Le président ukrainien Volodymyr Zelensky a accusé mardi la Russie d'avoir placé le monde "au bord de la catastrophe" par son occupation, au début de son invasion de l'Ukraine, de la centrale de Tchernobyl, théâtre du pire accident nucléaire de l'histoire.

"Le monde était à nouveau au bord de la catastrophe, car pour l'armée russe, la zone et la centrale de Tchernobyl étaient comme un territoire normal pour la conduite des opérations militaires", a dit M. Zelensky lors d'une conférence de presse commune à Kiev avec le chef de l'Agence internationale de l'énergie atomique (AIEA), Rafael Grossi.

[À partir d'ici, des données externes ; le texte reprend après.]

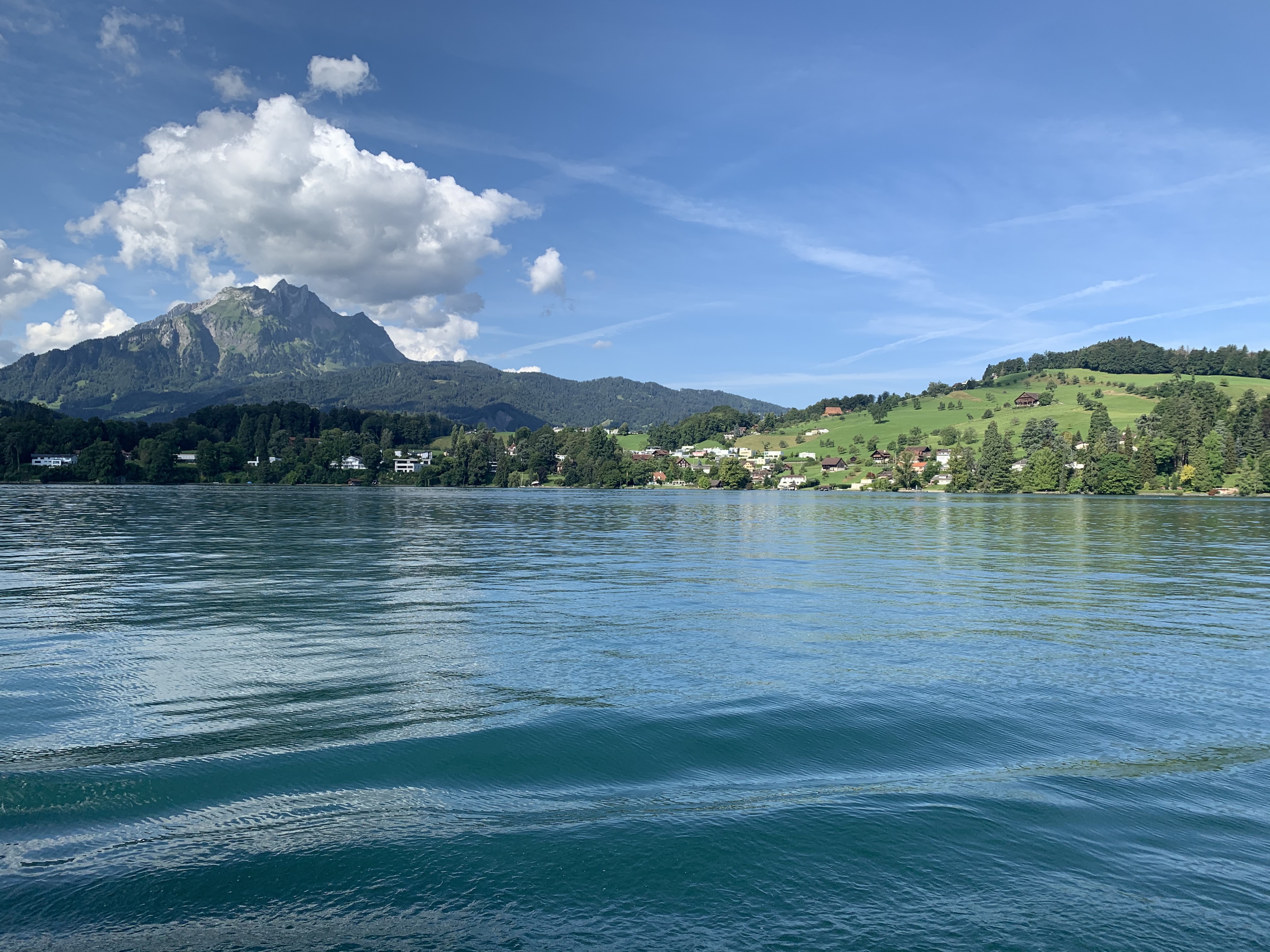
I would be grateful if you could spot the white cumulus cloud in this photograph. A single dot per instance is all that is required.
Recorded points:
(113, 38)
(546, 273)
(92, 316)
(232, 86)
(285, 193)
(439, 343)
(345, 78)
(30, 277)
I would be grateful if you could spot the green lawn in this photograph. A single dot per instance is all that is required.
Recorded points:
(1123, 408)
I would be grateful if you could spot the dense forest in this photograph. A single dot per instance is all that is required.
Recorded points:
(301, 440)
(474, 393)
(1128, 356)
(1193, 440)
(293, 444)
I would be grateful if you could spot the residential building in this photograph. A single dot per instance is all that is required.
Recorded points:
(348, 462)
(54, 459)
(412, 464)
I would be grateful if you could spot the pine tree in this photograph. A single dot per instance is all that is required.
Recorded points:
(995, 460)
(1099, 423)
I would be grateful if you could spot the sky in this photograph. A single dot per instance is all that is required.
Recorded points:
(785, 201)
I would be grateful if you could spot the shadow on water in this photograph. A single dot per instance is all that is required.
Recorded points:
(268, 718)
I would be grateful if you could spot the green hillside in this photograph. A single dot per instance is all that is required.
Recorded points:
(849, 434)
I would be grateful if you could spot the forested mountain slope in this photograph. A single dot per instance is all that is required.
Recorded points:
(196, 353)
(472, 391)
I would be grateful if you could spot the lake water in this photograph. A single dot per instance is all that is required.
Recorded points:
(401, 719)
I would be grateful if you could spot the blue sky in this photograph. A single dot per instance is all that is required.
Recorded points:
(784, 201)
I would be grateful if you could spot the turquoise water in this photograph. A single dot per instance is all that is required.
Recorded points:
(378, 719)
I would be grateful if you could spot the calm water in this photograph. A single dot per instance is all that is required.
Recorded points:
(355, 719)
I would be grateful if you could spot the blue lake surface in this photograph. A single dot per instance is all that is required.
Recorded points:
(399, 719)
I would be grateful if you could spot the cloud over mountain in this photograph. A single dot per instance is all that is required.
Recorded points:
(285, 193)
(345, 78)
(546, 273)
(30, 277)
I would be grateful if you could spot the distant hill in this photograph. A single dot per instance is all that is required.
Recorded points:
(196, 354)
(253, 346)
(472, 391)
(1130, 356)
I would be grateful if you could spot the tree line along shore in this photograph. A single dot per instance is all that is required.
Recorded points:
(1055, 431)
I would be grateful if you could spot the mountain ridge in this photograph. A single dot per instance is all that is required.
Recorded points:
(197, 352)
(466, 391)
(249, 344)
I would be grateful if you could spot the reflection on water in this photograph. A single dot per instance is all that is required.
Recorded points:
(399, 719)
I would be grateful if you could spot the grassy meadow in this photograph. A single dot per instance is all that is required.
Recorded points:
(1123, 408)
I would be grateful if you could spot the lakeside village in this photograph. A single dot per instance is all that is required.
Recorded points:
(1052, 432)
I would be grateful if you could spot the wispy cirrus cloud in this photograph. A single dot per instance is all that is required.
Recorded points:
(1021, 311)
(1089, 210)
(656, 195)
(1088, 332)
(598, 333)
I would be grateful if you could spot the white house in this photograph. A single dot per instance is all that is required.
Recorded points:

"Ils n'ont même pas essayé de se soucier de la sécurité nucléaire", a poursuivi le président ukrainien, accusant les forces russes d'avoir tenu sur le territoire de la centrale "un contingent de véhicules blindés qui détruisaient la surface du sol et soulevaient une quantité extraordinaire de poussière, en particulier de particules radioactives".

M. Grossi a lui souligné qu'il y avait des "dégâts" et des zones creusées près du territoire de la centrale, promettant un rapport détaillé prochainement et un travail visant à y restaurer les infrastructures.

"Aucun Etat du monde après 1986 n'a créé de telles menaces à grande échelle pour la sécurité nucléaire en Europe et dans le monde que la Russie a créées depuis le 24 février", jour de son invasion de l'Ukraine, a poursuivi le président ukrainien.

M. Zelensky s'exprimait 36 ans jour pour jour après l'accident nucléaire de Tchernobyl, lorsqu'un réacteur de la centrale avait explosé en 1986, contaminant une bonne partie de l'Europe, surtout l'Ukraine, la Russie et le Bélarus.

Baptisé "zone d'exclusion", le territoire dans un rayon de 30 kilomètres autour de la centrale est toujours fortement contaminé et il est interdit d'y habiter de manière permanente.

Si les forces russes se sont retirées fin mars de la centrale de Tchernobyl, elles occupent encore celle de Zaporojjia, dans le sud de l'Ukraine.

M. Zelensky a exhorté mardi les dirigeants étrangers à "une réaction efficace" qui assurerait le contrôle ukrainien sur la centrale nucléaire de Zaporojjia, y compris via l'introduction de Casques bleus.

"Aujourd'hui encore, ils ont lancé trois missiles sur l'Ukraine qui ont directement survolé les blocs de nos centrales nucléaires", s'est-il alarmé.

L'Ukraine compte 15 réacteurs dans quatre centrales en activité, outre les dépôts de déchets comme celui de la centrale de Tchernobyl.